Sono quasi quattrocento pagine densissime, suddivise in capitoli che potrete leggere in autonomia. Il filo rosso resta per Desiderio quella religione della libertà di cui è maestro il filosofo napoletano. Davvero molto interessante la sezione dedicata a Croce e Mussolini e sulla «demagogia mussoliniana su cui garantiva Giovanni Gentile assicurando che le violenze sarebbero terminate e si sarebbe presto arrivati alla vita ordinata e civile». E a chi gli chiedeva perché Mussolini lo tollerasse, Croce rispondeva: «si sono rassegnati. Io sto a Napoli a un dipresso come il Vesuvio sul golfo. Si può impedire al Vesuvio di fare, quando gli piace, le sue eruzioni?». E in un altra occasione, quando Croce più incuriosito che preoccupato per la sua vita, chiese se stavano pensando di ucciderlo, sospirò: «farebbero un cattivissimo affare perché io ho scritto quaranta volumi che bagnati da un po' di sangue diventerebbero armi terribili contro di loro». C'è ovviamente molto di più rispetto a questa che può apparire aneddotica. C'è il Manifesto degli intellettuali antifascisti, pubblicato il primo maggio del 1925 in contemporanea su Il Mondo di Amendola e su Il Popolo di don Sturzo. Stiamo parlando di un solo capitolo di un libro decisamente ricco e ben scritto.
Non possiamo concludere questa breve nota senza ricordare quelle meravigliose pagine di Croce contro l'istituzione dell'Unesco, che giustamente Desiderio ricorda nella sua introduzione. La madre o il nipote, se preferite, di quel multilateralismo, fatto di presunzioni ipocrite e illiberali. «L'Unesco aveva della cultura un'idea semplicemente sbagliata perché sciolta dalla sua sorella di sangue e spirito, la libertà».

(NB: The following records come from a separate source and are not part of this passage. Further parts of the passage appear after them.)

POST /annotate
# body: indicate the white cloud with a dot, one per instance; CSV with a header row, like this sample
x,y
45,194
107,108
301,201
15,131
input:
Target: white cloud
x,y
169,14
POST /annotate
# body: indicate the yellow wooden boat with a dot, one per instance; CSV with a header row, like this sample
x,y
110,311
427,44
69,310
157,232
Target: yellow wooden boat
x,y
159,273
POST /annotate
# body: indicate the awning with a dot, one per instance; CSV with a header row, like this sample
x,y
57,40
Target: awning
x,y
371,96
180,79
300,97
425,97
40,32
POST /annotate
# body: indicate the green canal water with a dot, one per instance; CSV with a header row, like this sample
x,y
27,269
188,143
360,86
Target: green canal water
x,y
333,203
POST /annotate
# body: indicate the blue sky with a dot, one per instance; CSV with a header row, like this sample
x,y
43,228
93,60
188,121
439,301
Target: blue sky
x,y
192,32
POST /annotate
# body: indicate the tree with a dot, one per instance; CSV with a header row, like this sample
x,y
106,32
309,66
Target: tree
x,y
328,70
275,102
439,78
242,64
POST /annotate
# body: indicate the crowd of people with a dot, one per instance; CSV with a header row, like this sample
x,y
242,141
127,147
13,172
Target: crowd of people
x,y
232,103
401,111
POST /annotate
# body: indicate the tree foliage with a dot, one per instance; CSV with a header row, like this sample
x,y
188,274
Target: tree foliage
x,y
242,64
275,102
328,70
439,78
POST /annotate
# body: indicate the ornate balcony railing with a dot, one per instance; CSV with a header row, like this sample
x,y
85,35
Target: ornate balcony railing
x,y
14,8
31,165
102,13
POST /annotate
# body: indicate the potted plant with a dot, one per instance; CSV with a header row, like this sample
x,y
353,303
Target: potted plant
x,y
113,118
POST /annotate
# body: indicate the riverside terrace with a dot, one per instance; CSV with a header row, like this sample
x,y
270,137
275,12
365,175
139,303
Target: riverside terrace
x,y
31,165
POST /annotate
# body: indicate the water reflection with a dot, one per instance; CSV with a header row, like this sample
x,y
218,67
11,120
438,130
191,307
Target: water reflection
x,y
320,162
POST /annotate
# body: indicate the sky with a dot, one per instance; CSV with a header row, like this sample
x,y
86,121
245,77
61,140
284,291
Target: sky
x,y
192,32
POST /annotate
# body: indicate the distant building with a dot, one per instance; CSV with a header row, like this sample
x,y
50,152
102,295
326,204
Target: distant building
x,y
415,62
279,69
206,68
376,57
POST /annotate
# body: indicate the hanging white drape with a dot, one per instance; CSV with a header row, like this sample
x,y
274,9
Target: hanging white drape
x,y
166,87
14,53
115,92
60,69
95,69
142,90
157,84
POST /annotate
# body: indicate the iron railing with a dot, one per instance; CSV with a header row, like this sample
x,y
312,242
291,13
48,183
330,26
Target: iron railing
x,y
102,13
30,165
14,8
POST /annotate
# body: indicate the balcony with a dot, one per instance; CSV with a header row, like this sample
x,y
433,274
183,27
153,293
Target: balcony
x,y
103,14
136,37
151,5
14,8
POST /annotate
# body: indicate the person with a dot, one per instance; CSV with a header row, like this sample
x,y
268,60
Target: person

L'istituzione che lo aveva corteggiato in tutti i modi lo vedeva fortemente critico, e pur non essendo i suoi metodi coercitivi, Croce sosteneva che si sottovaluta «il tormento della noia che s'infligge agli ascoltatori di propositi sterili, di discorsi inconcludenti», senza contare che l'organizzazione negli anni, come ben previsto dal filosofo napoletano, ha alimentato «l'idea sbagliata che la cultura possa essere adottata con voti, veti, maggioranze e che nasca da un istituto mentre, all'inverso, sono le istituzioni a nascere dalla cultura». Un Croce quasi austriaco, hayekiano, in fondo.